Ultra-flexible neural electrodes have been created that can more precisely measure brain activity without causing tissue scarring. Avoiding scarring allows electrodes to record neuron firing more accurately over longer periods of time, which will be useful for patients with chronic neurological conditions. By inserting these electrodes into a rat’s brain researchers were able to determine which neuron fired when a specific whisker twitched and results remained remarkably consistent over long periods of time.

Interfacing the brain with electronics is vital for doctors and researchers, enabling deep brain stimulation to treat Parkinson’s disease or monitor the activity of motor neurons for control of prostheses. However, conventional brain probes made from either metal or silicon materials are much stiffer than brain tissue. As the brain shifts during day-to-day movement, the probes can move within it, which can prevent the sensors from continuously sampling the same part of the brain. It can also lead to scarring. Other groups are also working on this problem and earlier this year scientists created injectable electronics that unfold within the brain.
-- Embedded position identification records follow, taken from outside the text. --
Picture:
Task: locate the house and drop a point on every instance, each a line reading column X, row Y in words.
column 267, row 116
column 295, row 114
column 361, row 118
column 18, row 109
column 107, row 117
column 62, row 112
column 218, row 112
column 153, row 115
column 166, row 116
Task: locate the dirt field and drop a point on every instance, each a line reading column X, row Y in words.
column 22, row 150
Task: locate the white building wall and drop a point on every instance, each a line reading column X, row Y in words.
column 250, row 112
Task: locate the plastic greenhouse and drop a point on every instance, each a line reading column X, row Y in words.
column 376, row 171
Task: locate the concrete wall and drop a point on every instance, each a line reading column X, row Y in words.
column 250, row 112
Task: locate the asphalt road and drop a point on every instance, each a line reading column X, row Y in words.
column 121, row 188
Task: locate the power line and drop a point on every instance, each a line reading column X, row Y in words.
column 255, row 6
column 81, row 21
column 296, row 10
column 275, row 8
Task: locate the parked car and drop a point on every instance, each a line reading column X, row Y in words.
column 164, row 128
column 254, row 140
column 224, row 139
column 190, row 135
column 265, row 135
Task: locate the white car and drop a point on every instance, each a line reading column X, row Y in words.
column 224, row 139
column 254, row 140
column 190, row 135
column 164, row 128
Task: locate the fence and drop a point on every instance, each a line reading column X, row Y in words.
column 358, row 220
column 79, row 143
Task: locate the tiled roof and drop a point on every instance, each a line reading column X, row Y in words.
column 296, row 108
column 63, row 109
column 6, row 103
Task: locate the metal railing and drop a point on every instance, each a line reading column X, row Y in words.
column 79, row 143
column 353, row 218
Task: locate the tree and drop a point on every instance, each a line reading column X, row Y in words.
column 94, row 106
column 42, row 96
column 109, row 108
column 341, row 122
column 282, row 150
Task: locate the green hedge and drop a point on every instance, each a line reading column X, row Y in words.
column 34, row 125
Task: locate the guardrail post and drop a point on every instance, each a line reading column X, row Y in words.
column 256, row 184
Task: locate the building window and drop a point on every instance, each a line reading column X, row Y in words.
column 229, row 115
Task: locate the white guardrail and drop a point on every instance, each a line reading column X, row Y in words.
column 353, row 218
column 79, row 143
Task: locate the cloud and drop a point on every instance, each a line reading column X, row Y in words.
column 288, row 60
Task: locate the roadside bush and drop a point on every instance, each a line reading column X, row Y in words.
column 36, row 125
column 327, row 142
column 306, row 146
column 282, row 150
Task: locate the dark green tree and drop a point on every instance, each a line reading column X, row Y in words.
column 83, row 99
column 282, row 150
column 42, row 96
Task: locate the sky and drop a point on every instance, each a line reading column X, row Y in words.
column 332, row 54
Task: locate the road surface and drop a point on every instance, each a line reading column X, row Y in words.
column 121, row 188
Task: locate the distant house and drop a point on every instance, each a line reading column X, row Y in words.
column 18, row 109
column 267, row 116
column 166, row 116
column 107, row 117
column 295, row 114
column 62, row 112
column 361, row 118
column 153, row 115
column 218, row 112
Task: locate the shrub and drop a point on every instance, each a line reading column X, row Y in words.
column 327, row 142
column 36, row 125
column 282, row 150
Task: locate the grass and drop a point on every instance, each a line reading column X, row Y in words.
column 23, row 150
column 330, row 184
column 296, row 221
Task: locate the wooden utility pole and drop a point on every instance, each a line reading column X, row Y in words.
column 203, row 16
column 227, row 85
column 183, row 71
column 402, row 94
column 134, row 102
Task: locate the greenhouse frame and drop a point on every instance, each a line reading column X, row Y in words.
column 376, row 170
Nanoscientist Charles Lieber and colleagues at Harvard University have fabricated a new type of electrode containing metal interconnects encased within a mesh of SU-8 – a photosensitive epoxy. They used conventional planar lithography, but they engineered positive strain into the polymer so that, when detached from the silicon wafer by etching away a sacrificial nickel layer, the electrodes curled up into tight cylinders with the sensors on the outside. The researchers froze these with liquid nitrogen to create needles rigid enough to penetrate brain tissue. When they melted inside the brain, they left sensor arrays up to seven orders of magnitude less stiff than conventional probes.

Immediately after insertion into the barrel cortex of an anaesthetised rat’s brain, which senses movements of the whiskers, the researchers tweaked a single whisker. Using their sensors, they could pin down the precise region of the cortex connected to that whisker. 

They left the probes in place for five weeks, and found that, at the end of this period, the probes had become well integrated, with neurons even growing inside their hollow cores. Lieber says that, in unpublished further work, the team has found that sensors pick up a consistent signal from the same neuron over long periods, showing that scar tissue does not form around the probes and interfere with the neurons.

‘This is a wonderful report,’ says neurotechnologist Leigh Hochberg of Massachusetts General Hospital and Brown University in Rhode Island, US. ‘These electrodes will likely become useful quickly, helping to better elucidate the neurophysiology of learning, memory, movement and how we perceive the world around us.’ Neuroscientist György Buzsáki of New York University, US, also praises the work, but he cautions that, in the current setup, most of the 13 sensors yielded no useful signal as they were not close enough to a neuron, so very few neurons were actually monitored.